Thursday, December 10, 2015

Rod Stewart & Faces & Keith Richards (1977)

          Classic-rock nerds love nothing more than charting the intricate histories of important bands, and in fact British music journalist Pete Frame found notoriety by creating elaborate hand-drawn outlines called “family trees” that are now considered both collectibles and reference material. Need to know who played bass in Rainbow while Ronnie James Dio was the front man? Pete Frame’s “family tree” for Deep Purple, the group of which Rainbow is a splinter, can answer your question. Consider the preceding a roundabout way of explaining why the minor British concert movie Rod Stewart & Faces & Keith Richards is of passing interest, even though the performance captured within the movie is mediocre, with excellent musicians delivering merely adequate work against a tacky backdrop of potted plants. Sometimes marketed as Rod Stewart & Faces—The Final Concert, the movie does indeed depict an ending of sorts, but that's where the whole business of “family trees” enters the discussion.
          In 1969, several members of British Invasion group Small Faces formed a spinoff band called Faces, recruiting singer Rod Stewart and guitarist Ronnie Wood from the Jeff Beck Group. Yet Stewart had already begun his solo career, so the seeds of Faces’ destruction were planted. Membership realigned during the band’s short run, so by the time this concert was filmed—capping the 1974 tour that marked Stewart’s swan song before going solo full-time—the version of Faces onstage was not the same one that emerged in 1969. The addition of guest guitarist Keith Richards during several numbers makes things even more confusing, because Rod Stewart & Faces & Keith Richards plays like a Rod Stewart concert with noteworthy supporting musicians.
          Therefore, the only real significance of the piece stems from the fact that Stewart didn’t play with Faces drummer Kenney Jones (who later spent years in The Who) and Wood (who subsequently joined Richards in the Rolling Stones) until a short reunion set in 2015. Again, it’s the whole “family tree” thing. For music geeks, these milestones are endlessly fascinating. For others, not so much.
          The same is true of the movie itself. Stewart is in fine voice, though his stage antics are lazy and silly. He spends a fair amount of time with his back to the audience, shimmying in his bright yellow pants to display his posterior, and when he closes the show with solo hits “Maggie May” and “You Wear It Well,” he mostly guides the audience through sing-alongs. Stewart also indulges his lifelong passion for Sam Cooke by covering  “Having a Party,” “Twisting the Night Away,” and “You Send Me.” (During one of these numbers, Stewart instructs the string section—yes, Faces hired a string section—to vamp on the chorus for what seems like an endless period of time.) In the film’s most exciting sequences, Faces coalesce into a tight blues/rock combo, grinding through “I’d Rather Go Blind,” “I Used to love Her,” “Sweet Little Rock and Roller,” and the like with aplomb. But does any of it feel essential? Not even close.

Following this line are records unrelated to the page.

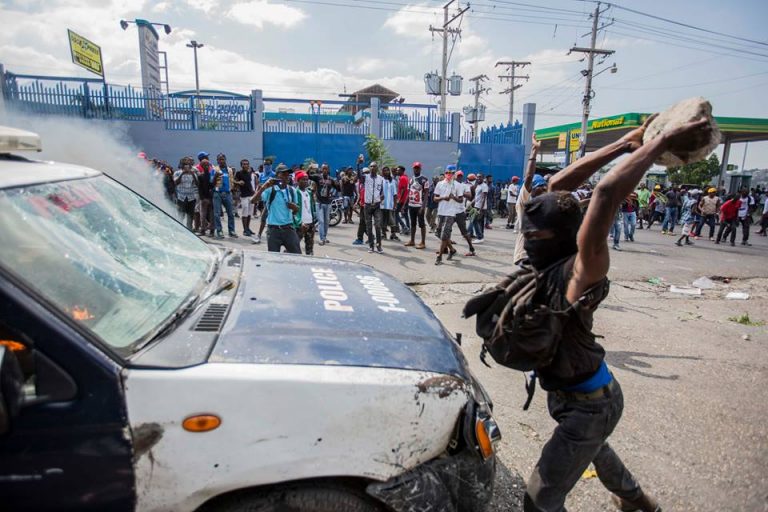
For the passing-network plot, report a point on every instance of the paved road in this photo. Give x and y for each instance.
(695, 429)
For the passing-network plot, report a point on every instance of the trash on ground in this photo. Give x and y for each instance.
(685, 290)
(704, 283)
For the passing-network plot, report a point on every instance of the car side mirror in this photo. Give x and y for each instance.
(11, 381)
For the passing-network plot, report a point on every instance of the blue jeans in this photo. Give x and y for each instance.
(616, 231)
(224, 198)
(670, 218)
(630, 219)
(323, 219)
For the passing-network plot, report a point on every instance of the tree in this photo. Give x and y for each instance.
(377, 151)
(697, 173)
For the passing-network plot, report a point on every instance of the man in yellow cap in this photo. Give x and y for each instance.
(709, 206)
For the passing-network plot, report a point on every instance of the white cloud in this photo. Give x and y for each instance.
(207, 6)
(260, 12)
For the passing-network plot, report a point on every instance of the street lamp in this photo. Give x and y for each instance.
(167, 28)
(195, 45)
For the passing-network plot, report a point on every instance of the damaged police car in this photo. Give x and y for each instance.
(142, 369)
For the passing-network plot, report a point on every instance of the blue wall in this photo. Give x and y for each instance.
(294, 148)
(501, 160)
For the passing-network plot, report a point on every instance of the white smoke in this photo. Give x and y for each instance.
(101, 145)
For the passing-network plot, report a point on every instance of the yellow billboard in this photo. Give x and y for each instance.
(85, 53)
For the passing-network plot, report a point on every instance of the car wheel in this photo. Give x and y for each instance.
(299, 499)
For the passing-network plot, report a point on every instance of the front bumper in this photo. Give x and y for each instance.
(454, 483)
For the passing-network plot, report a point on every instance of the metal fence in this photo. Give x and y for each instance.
(93, 99)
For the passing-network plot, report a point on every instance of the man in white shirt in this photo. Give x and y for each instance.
(445, 197)
(374, 194)
(512, 192)
(307, 214)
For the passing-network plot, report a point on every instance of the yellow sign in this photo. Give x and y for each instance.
(85, 53)
(574, 145)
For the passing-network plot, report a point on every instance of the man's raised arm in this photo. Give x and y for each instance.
(592, 259)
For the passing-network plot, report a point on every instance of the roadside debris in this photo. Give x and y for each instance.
(704, 283)
(685, 290)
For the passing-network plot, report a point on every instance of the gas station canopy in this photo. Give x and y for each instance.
(605, 130)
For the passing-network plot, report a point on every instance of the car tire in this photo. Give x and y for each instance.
(299, 499)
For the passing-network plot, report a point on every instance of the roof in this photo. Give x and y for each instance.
(16, 171)
(604, 130)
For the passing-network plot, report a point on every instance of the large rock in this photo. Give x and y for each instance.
(699, 145)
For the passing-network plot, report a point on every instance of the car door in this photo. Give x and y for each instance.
(69, 446)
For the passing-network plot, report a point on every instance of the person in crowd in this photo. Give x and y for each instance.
(306, 216)
(687, 217)
(745, 214)
(431, 216)
(629, 216)
(584, 398)
(492, 201)
(658, 205)
(462, 195)
(266, 174)
(446, 196)
(643, 198)
(671, 211)
(244, 180)
(481, 204)
(221, 180)
(280, 206)
(349, 194)
(513, 191)
(205, 188)
(401, 209)
(729, 219)
(185, 180)
(389, 192)
(361, 228)
(418, 187)
(709, 207)
(325, 190)
(373, 195)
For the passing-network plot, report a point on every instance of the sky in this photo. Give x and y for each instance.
(316, 49)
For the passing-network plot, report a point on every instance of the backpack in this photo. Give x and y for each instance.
(519, 333)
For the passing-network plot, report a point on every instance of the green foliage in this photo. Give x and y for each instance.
(745, 320)
(698, 173)
(378, 152)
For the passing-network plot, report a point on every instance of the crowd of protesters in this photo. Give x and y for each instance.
(387, 203)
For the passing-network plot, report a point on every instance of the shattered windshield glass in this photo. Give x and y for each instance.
(103, 255)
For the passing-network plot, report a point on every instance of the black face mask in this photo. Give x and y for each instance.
(543, 213)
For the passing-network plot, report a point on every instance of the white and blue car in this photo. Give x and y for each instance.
(143, 369)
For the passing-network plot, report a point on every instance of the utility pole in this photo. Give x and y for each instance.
(511, 65)
(195, 45)
(444, 32)
(588, 92)
(477, 91)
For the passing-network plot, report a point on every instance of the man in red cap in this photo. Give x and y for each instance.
(512, 193)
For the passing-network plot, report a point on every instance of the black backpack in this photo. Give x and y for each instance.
(518, 332)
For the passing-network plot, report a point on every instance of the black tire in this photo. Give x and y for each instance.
(335, 217)
(299, 499)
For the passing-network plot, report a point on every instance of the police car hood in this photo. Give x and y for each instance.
(302, 310)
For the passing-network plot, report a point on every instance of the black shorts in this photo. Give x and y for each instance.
(444, 226)
(416, 212)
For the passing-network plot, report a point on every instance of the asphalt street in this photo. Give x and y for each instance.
(694, 429)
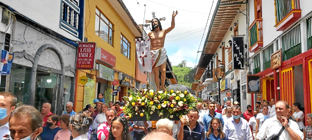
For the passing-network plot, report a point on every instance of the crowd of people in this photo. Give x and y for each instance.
(208, 121)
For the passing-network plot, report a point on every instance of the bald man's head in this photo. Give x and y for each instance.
(46, 108)
(156, 135)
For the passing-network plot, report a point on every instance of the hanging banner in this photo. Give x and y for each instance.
(106, 73)
(144, 54)
(85, 56)
(6, 62)
(89, 92)
(238, 53)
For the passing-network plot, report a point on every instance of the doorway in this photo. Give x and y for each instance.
(46, 89)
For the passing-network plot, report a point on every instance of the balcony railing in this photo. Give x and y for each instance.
(286, 13)
(267, 64)
(292, 52)
(256, 34)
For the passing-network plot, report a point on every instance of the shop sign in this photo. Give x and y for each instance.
(83, 80)
(127, 81)
(106, 73)
(85, 56)
(253, 84)
(6, 62)
(222, 85)
(115, 83)
(238, 53)
(276, 59)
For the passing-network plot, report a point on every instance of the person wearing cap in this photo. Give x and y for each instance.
(118, 109)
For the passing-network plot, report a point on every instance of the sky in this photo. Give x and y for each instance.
(189, 34)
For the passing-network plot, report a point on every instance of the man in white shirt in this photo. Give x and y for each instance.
(7, 105)
(273, 125)
(252, 123)
(272, 111)
(237, 128)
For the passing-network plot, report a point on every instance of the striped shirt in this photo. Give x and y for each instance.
(103, 131)
(198, 133)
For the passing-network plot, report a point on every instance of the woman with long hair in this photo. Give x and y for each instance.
(79, 125)
(119, 129)
(215, 130)
(298, 115)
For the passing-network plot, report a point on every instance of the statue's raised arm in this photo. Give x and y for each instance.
(174, 14)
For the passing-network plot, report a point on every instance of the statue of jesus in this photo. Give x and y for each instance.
(158, 52)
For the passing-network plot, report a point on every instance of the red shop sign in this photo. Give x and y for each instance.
(85, 56)
(108, 58)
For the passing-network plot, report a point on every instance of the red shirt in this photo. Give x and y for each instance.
(45, 118)
(248, 115)
(219, 111)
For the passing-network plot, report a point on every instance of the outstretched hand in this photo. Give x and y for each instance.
(174, 14)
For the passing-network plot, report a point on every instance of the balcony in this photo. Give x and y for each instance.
(286, 13)
(256, 35)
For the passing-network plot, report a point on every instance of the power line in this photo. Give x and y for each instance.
(204, 32)
(175, 7)
(190, 31)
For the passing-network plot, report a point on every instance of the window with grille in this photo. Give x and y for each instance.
(267, 57)
(291, 43)
(103, 27)
(125, 46)
(71, 18)
(257, 64)
(309, 32)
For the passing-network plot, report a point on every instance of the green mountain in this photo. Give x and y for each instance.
(184, 75)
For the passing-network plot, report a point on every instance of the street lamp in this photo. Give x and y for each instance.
(219, 77)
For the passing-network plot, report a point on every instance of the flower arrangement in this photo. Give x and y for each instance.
(155, 105)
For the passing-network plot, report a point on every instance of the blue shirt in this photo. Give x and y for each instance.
(198, 133)
(234, 131)
(102, 100)
(208, 118)
(213, 137)
(48, 134)
(70, 114)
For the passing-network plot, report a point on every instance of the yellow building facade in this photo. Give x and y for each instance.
(109, 24)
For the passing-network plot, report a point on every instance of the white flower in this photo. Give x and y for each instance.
(160, 114)
(174, 102)
(163, 105)
(153, 108)
(181, 95)
(180, 103)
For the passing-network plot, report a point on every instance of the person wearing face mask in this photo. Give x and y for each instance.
(237, 128)
(215, 130)
(103, 128)
(253, 123)
(79, 125)
(190, 129)
(228, 115)
(119, 130)
(51, 129)
(248, 114)
(25, 123)
(7, 105)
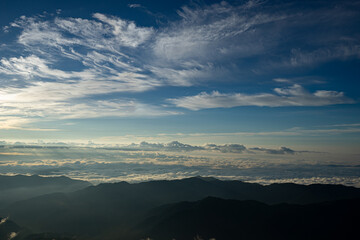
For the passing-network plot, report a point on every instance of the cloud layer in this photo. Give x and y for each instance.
(295, 95)
(68, 67)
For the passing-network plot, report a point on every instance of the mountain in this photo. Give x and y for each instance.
(113, 209)
(21, 187)
(214, 218)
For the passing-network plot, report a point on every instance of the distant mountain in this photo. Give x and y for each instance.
(21, 187)
(109, 210)
(214, 218)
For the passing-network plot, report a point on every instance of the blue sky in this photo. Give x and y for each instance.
(257, 73)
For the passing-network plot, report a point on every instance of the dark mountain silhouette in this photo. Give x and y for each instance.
(109, 210)
(233, 219)
(20, 187)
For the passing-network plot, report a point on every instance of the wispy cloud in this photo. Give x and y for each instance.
(82, 68)
(295, 95)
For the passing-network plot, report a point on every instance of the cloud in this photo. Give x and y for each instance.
(295, 95)
(80, 68)
(226, 148)
(171, 146)
(282, 150)
(134, 5)
(3, 220)
(12, 235)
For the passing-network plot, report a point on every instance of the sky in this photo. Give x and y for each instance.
(249, 82)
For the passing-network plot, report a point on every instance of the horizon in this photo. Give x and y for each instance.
(265, 91)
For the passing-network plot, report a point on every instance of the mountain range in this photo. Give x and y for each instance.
(183, 209)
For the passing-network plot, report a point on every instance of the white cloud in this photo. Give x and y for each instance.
(295, 95)
(3, 220)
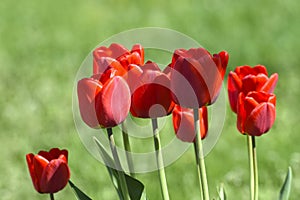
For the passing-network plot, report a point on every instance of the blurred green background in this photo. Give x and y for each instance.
(42, 44)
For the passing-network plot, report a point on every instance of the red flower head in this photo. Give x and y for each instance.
(104, 100)
(198, 76)
(118, 57)
(255, 113)
(49, 171)
(183, 123)
(245, 79)
(151, 95)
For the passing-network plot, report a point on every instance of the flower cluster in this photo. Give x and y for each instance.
(250, 92)
(123, 83)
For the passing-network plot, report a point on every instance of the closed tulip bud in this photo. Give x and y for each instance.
(246, 79)
(256, 113)
(103, 104)
(151, 95)
(49, 171)
(197, 76)
(116, 56)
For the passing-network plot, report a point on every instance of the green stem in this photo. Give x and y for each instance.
(198, 168)
(253, 167)
(128, 150)
(159, 161)
(250, 155)
(122, 180)
(200, 157)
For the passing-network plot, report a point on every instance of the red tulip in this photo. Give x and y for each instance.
(104, 100)
(49, 171)
(255, 113)
(245, 79)
(183, 123)
(118, 57)
(151, 95)
(197, 76)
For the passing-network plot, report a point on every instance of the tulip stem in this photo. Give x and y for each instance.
(198, 168)
(128, 150)
(253, 167)
(122, 180)
(200, 158)
(159, 161)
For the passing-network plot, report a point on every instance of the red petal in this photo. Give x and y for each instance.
(260, 69)
(117, 50)
(183, 123)
(140, 50)
(55, 177)
(34, 178)
(87, 89)
(113, 102)
(260, 120)
(253, 83)
(224, 59)
(234, 87)
(152, 96)
(270, 85)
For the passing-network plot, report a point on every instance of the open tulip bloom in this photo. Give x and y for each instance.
(121, 83)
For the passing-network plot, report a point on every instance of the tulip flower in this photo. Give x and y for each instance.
(49, 171)
(255, 113)
(103, 102)
(183, 123)
(151, 95)
(197, 76)
(245, 79)
(118, 57)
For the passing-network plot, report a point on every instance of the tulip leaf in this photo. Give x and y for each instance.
(286, 188)
(136, 189)
(221, 192)
(79, 194)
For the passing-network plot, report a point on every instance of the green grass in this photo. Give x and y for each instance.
(42, 44)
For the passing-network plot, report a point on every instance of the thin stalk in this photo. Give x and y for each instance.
(253, 167)
(250, 155)
(200, 157)
(123, 184)
(159, 161)
(128, 150)
(198, 168)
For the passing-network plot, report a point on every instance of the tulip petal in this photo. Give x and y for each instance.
(151, 96)
(55, 177)
(113, 102)
(137, 48)
(253, 82)
(87, 89)
(270, 85)
(260, 120)
(234, 85)
(183, 123)
(34, 178)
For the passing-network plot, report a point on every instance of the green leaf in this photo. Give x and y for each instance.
(136, 189)
(286, 188)
(79, 194)
(222, 194)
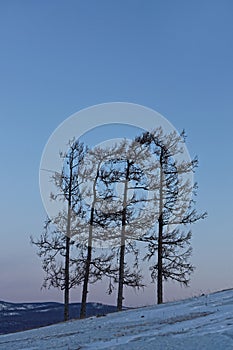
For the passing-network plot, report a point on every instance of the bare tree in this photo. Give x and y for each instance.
(172, 188)
(58, 241)
(126, 215)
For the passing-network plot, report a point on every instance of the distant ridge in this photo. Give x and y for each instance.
(15, 317)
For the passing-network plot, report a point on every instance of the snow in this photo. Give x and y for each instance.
(202, 323)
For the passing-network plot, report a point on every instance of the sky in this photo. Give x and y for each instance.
(58, 57)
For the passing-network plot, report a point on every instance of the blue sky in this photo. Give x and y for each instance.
(58, 57)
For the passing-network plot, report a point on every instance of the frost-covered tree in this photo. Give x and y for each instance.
(171, 237)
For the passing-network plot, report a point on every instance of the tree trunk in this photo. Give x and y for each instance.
(122, 250)
(160, 237)
(66, 291)
(121, 276)
(87, 268)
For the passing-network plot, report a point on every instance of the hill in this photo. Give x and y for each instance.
(16, 317)
(199, 323)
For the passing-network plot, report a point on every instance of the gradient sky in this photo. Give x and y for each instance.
(58, 57)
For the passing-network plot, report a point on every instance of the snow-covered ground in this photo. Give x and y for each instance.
(201, 323)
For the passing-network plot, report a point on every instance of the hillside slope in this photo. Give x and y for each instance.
(198, 323)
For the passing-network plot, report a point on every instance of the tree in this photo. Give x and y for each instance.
(54, 245)
(101, 265)
(172, 187)
(125, 215)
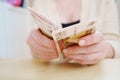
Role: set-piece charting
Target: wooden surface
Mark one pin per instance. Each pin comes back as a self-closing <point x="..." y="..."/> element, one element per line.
<point x="32" y="69"/>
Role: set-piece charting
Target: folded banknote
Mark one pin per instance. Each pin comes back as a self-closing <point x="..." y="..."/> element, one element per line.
<point x="63" y="37"/>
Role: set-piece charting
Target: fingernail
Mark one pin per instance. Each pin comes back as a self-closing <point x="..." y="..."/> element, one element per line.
<point x="82" y="42"/>
<point x="65" y="50"/>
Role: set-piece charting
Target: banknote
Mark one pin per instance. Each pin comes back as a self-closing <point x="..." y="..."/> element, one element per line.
<point x="63" y="37"/>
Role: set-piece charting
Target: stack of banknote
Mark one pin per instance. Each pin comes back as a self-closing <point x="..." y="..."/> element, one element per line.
<point x="68" y="36"/>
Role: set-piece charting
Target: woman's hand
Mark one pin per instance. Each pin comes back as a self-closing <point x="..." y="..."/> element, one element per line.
<point x="41" y="46"/>
<point x="91" y="49"/>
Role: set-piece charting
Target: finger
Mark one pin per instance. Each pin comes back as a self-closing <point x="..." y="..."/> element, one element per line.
<point x="91" y="39"/>
<point x="83" y="50"/>
<point x="42" y="40"/>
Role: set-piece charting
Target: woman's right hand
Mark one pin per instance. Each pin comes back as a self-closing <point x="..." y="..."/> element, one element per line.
<point x="41" y="46"/>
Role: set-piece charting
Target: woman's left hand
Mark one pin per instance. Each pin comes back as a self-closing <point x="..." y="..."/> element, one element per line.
<point x="91" y="49"/>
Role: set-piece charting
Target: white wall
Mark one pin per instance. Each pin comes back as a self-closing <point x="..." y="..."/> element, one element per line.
<point x="13" y="32"/>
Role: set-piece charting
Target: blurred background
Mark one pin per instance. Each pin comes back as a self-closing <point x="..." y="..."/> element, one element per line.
<point x="14" y="28"/>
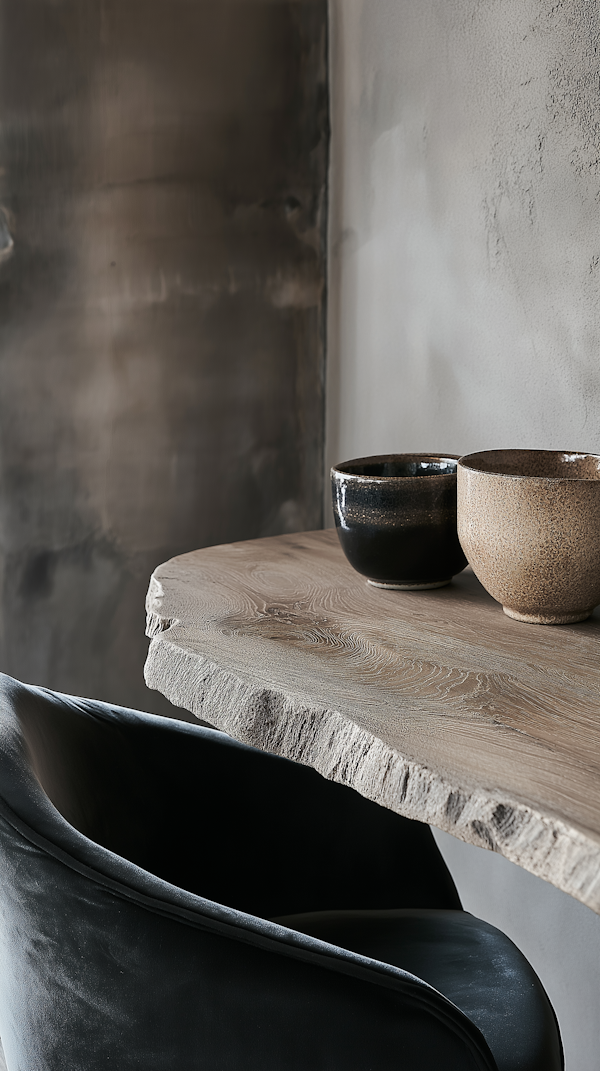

Rod Stewart & Faces & Keith Richards: FUNKY


Dale said...

True,it was all over by the time of this show. Rod was eclipsing the band,Wood was tired of Rod and perhaps most of all,Ronnie Lane had left to make his brilliant,ignored solo work with Slim Chance.
I am a rock nerd and family tree climber.

Coyote Cosmonaut said...

Only one member left during the band's run - Ronnie Lane, who departed in 1973 and was replaced by Tetsu Yamauchi. Jesse Ed Davis was then added on rhythm guitar for the band's final US tour in 1975.